だったら早く現実を受け入れて、蝶と言葉を交わすべきだと思った。
「妹が、勝手に外に出たということですよね」
「彼女が家の中にいたのは、別の狩り人が確認している」
紫純琥珀蝶が飛び始める時間帯になると、蝶が家の中に入ってこないように戸締りをきちんとすることで人々は安心を取り戻していく。

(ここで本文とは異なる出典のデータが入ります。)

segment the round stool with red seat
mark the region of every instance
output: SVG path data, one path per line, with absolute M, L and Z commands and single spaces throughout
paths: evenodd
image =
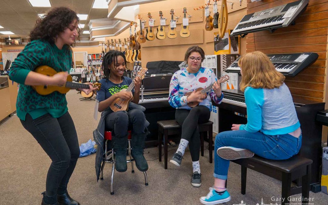
M 132 157 L 132 156 L 131 155 L 131 141 L 132 140 L 132 135 L 131 130 L 128 131 L 128 147 L 127 149 L 129 153 L 129 155 L 130 157 L 130 159 L 127 160 L 126 162 L 127 163 L 131 163 L 132 168 L 131 172 L 132 173 L 134 173 L 134 169 L 133 166 L 133 161 L 134 161 L 134 159 Z M 100 170 L 100 180 L 104 180 L 103 175 L 103 170 L 104 170 L 104 167 L 105 167 L 105 163 L 107 162 L 112 164 L 112 177 L 111 178 L 111 194 L 113 195 L 114 194 L 113 184 L 114 181 L 114 172 L 115 170 L 114 166 L 114 164 L 115 163 L 115 152 L 114 151 L 113 147 L 112 147 L 111 150 L 108 151 L 107 151 L 107 143 L 109 141 L 112 140 L 112 132 L 105 131 L 105 132 L 104 138 L 106 140 L 105 141 L 105 152 L 104 157 L 103 158 L 102 164 L 101 165 L 101 169 Z M 145 185 L 146 186 L 148 186 L 148 179 L 147 177 L 147 173 L 146 173 L 146 172 L 143 172 L 143 174 L 145 176 Z

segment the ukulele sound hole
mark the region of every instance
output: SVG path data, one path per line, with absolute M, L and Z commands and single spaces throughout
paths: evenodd
M 117 103 L 115 103 L 115 104 L 114 104 L 114 106 L 115 107 L 116 107 L 116 108 L 119 108 L 120 109 L 121 108 L 122 108 L 122 107 L 121 106 L 117 104 Z

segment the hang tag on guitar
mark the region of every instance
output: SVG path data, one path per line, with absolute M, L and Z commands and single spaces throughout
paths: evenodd
M 161 19 L 161 26 L 165 26 L 166 25 L 166 21 L 165 19 Z
M 98 107 L 99 107 L 99 101 L 96 99 L 96 104 L 94 105 L 94 111 L 93 111 L 93 119 L 97 120 L 98 118 Z
M 154 26 L 154 19 L 150 19 L 148 20 L 148 22 L 149 24 L 149 26 Z
M 176 22 L 175 21 L 171 21 L 170 22 L 170 24 L 171 28 L 176 28 Z
M 210 15 L 210 9 L 208 7 L 205 8 L 205 17 L 207 17 Z
M 182 19 L 182 25 L 184 26 L 189 26 L 189 21 L 187 18 L 184 18 Z

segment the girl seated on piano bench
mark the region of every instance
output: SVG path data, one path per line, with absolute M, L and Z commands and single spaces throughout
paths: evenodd
M 302 144 L 299 122 L 292 95 L 283 82 L 285 77 L 260 52 L 243 55 L 238 64 L 247 123 L 233 124 L 232 131 L 220 133 L 215 137 L 214 184 L 207 196 L 199 199 L 204 204 L 230 200 L 225 187 L 229 160 L 251 157 L 254 153 L 269 159 L 286 159 L 297 154 Z
M 99 102 L 98 111 L 102 112 L 101 117 L 97 129 L 95 131 L 96 132 L 94 132 L 94 137 L 97 139 L 96 142 L 98 141 L 99 139 L 103 140 L 103 137 L 99 136 L 98 133 L 103 132 L 105 129 L 112 131 L 112 141 L 115 153 L 115 168 L 118 172 L 125 172 L 127 169 L 126 153 L 128 129 L 129 127 L 132 127 L 132 154 L 138 169 L 145 172 L 148 170 L 148 164 L 143 156 L 143 149 L 148 133 L 145 131 L 149 123 L 146 120 L 143 112 L 145 108 L 137 105 L 141 78 L 137 76 L 133 80 L 135 85 L 132 92 L 121 90 L 127 89 L 132 82 L 131 78 L 123 76 L 127 69 L 126 65 L 125 56 L 121 52 L 112 50 L 104 56 L 101 68 L 105 77 L 99 81 L 101 86 L 97 94 L 97 99 Z M 128 100 L 133 96 L 133 100 L 129 104 L 128 112 L 114 112 L 111 110 L 110 106 L 118 98 Z M 102 147 L 103 144 L 99 143 L 98 147 Z M 97 150 L 97 154 L 100 151 Z M 99 154 L 102 155 L 101 154 Z M 98 160 L 96 163 L 99 165 L 102 159 L 101 157 L 99 159 L 96 157 L 96 160 L 98 159 Z M 96 167 L 97 178 L 100 168 L 99 166 Z
M 198 124 L 207 122 L 212 109 L 211 100 L 219 104 L 223 98 L 220 84 L 212 70 L 203 68 L 200 64 L 205 58 L 204 51 L 197 46 L 188 49 L 185 55 L 187 68 L 174 73 L 170 86 L 169 102 L 176 109 L 175 120 L 182 128 L 181 139 L 176 152 L 170 162 L 180 166 L 182 156 L 188 145 L 193 160 L 191 184 L 195 187 L 201 185 L 199 165 L 200 139 Z M 201 94 L 195 90 L 204 88 L 214 83 L 213 88 L 206 94 Z M 187 92 L 192 92 L 188 96 Z M 193 108 L 188 104 L 198 102 L 199 105 Z M 212 139 L 211 139 L 212 140 Z

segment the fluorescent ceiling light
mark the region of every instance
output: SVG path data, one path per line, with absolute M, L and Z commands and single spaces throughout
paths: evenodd
M 78 14 L 77 17 L 79 17 L 80 20 L 86 20 L 88 18 L 87 14 Z
M 49 0 L 29 0 L 29 1 L 34 7 L 51 7 L 51 5 Z
M 15 34 L 11 31 L 0 31 L 0 33 L 5 35 L 8 35 L 9 34 Z
M 94 0 L 92 9 L 108 9 L 108 5 L 106 0 Z
M 42 18 L 44 17 L 44 15 L 46 15 L 44 13 L 38 13 L 38 15 L 39 17 L 40 17 L 40 18 Z

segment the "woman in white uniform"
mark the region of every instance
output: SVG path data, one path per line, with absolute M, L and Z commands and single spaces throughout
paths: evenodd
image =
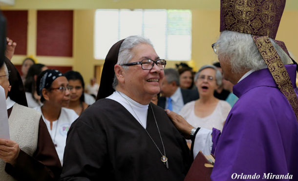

私は蝶と話す時間に安らぎを得ていたため、一畳間の障子戸は開きっぱなしにしていた。
けれど、世間では蝶の侵入を防ぐことが習わしと言ってもいいほど、自衛の大切さは知れ渡っているはず。
「……つまり、妹は屋敷の中で襲われたということになりますね?」
「なんとも言えないが、誰かが蝶を室内に招き入れた可能性は十分にある」
私たちは、少し足を速める。
そうしたところで、視界に入って来る景色に変わりはない。
田舎道は、田畑と舗装された路が続いていくだけで代わり映えしない。
私たちの足音以外の音が聞こえてくるわけでもなく、何も変わらない。
でも、足を速めれば少しは早く妹の元へと辿り着くことができると期待した。
(美怜ちゃんに、なんらかしらの理由があって……それで蝶を招き入れた?)
妹が室内にいたことを狩り人が確認したというのなら、彼女が好き勝手に外出したという可能性はなくなる。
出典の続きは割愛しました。